In my first decade on the farm, I too prioritized work above all else. Like Ross Riddle and Brownell, I neglected the need to nurture myself. When I awoke to this reality, my health was so far gone that only drastic action would suffice: I sold my pigs. I stopped selling at markets. I also started telling on myself—talking and writing about overwork, forcing myself to become vulnerable. I instituted a practice of radical leisure: I decided to make time for leisure each day—whether I wanted to or not, whether I felt like I had time or not. 

Observation has become essential to the way I farm: The more I rest, the more aware I become, the more I learn—from the land, from the livestock, from each season. The hens conserve energy by laying fewer eggs as daylight wanes. The trees drop their leaves and plants wither, storing reserves in their roots, resting as they wait to regrow. Even the ever-ready livestock guardian dogs spend hours sprawled in the sun each day. The farm continues to be my steadfast teacher.

Easing into a gentler way of farming introduced me to two distinct types of pleasure: mindful work and pure leisure. Neither felt natural at first. Pure leisure is just that—reading, lying in the grass with my dogs, taking a walk. Once I get past the discomfort of doing nothing, pleasure rushes in. Staying mindful while working, though, requires focus. 

I was kneeling in my garden in June of 2020, weeding by the early-morning light, far before the sun had crested the treetops. The first root released easily. I shook off what little dirt came along and set the greenery aside. The next weed was not such an easy pull, yet the process still enchanted me: I tugged and felt the fibers of the plant begin to give, so I eased my grip, adjusting the placement and pressure of my fingers around the root, digging into the soil for a firmer grasp. Then, it came out! Other weeds did not, so I tried again, with a different tack—or a hand tool. 

As I continue to practice this level of engagement, my work delights me; it becomes easier for me to maintain enthusiasm and wonder—whatever the job—when I work mindfully.

This spring, I moved the pig shelters. In the four years since the pigs left, the wire frames have sat in my pasture like shipwrecks—their abandonment another consequence of healing, the passing seasons softening their wood into soil. As rain, earthworms, and microbes ate away at the lumber, injury and intuition adjusted the way I performed my daily chores.
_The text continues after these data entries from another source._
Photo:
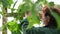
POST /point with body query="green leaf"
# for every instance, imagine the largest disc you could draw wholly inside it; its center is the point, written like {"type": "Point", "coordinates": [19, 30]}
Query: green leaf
{"type": "Point", "coordinates": [51, 4]}
{"type": "Point", "coordinates": [13, 26]}
{"type": "Point", "coordinates": [57, 17]}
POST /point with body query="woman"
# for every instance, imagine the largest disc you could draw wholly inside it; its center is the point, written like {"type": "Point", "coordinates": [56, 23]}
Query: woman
{"type": "Point", "coordinates": [49, 21]}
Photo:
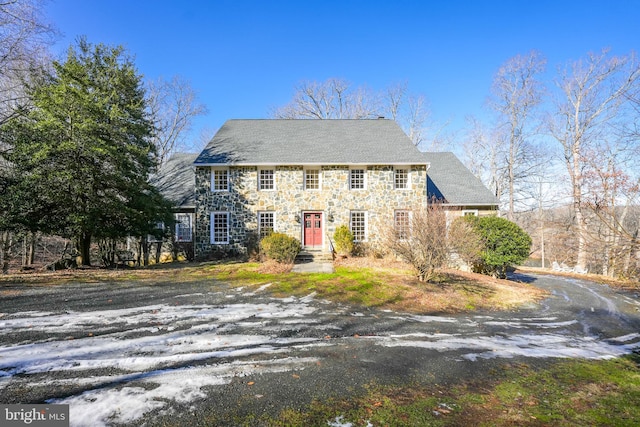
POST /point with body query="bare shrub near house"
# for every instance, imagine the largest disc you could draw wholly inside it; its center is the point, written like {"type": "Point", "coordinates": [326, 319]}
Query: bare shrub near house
{"type": "Point", "coordinates": [421, 239]}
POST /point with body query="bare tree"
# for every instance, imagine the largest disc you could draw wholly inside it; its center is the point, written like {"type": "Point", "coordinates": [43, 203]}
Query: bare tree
{"type": "Point", "coordinates": [516, 92]}
{"type": "Point", "coordinates": [332, 99]}
{"type": "Point", "coordinates": [484, 156]}
{"type": "Point", "coordinates": [173, 105]}
{"type": "Point", "coordinates": [593, 94]}
{"type": "Point", "coordinates": [421, 239]}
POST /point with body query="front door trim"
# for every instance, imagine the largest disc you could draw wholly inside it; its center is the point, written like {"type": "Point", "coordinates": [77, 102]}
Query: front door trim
{"type": "Point", "coordinates": [313, 229]}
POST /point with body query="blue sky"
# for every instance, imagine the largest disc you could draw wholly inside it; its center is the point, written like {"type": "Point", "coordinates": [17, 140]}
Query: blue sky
{"type": "Point", "coordinates": [245, 57]}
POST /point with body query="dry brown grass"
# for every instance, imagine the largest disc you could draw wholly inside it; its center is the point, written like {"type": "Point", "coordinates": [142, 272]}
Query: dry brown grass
{"type": "Point", "coordinates": [624, 284]}
{"type": "Point", "coordinates": [452, 291]}
{"type": "Point", "coordinates": [274, 267]}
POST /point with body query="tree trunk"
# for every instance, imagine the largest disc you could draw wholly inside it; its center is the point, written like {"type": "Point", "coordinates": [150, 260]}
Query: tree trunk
{"type": "Point", "coordinates": [158, 252]}
{"type": "Point", "coordinates": [6, 242]}
{"type": "Point", "coordinates": [144, 244]}
{"type": "Point", "coordinates": [83, 245]}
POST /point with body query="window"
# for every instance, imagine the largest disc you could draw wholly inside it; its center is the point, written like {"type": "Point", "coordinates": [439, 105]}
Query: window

So, when I felt ready to move those shipwreck-shelters, I found help: I steered my old Ford up the pitted hill, looped those same yellow ratchet straps from shelter to trailer hitch, and let the truck do the pulling. 

The job did not take all day. I resisted the urge to fill those extra hours with other work. Instead, I made myself a nice lunch and took a nap.

As a farmer, making time for leisure sometimes still feels radical to me: How can I justify pleasure when the work is never done? Yet, if I observe and listen, the farm always offers an answer. If plants and animals find ways to regenerate through rest, to permit themselves the pleasure of leisure, ought not a farmer allow herself the same?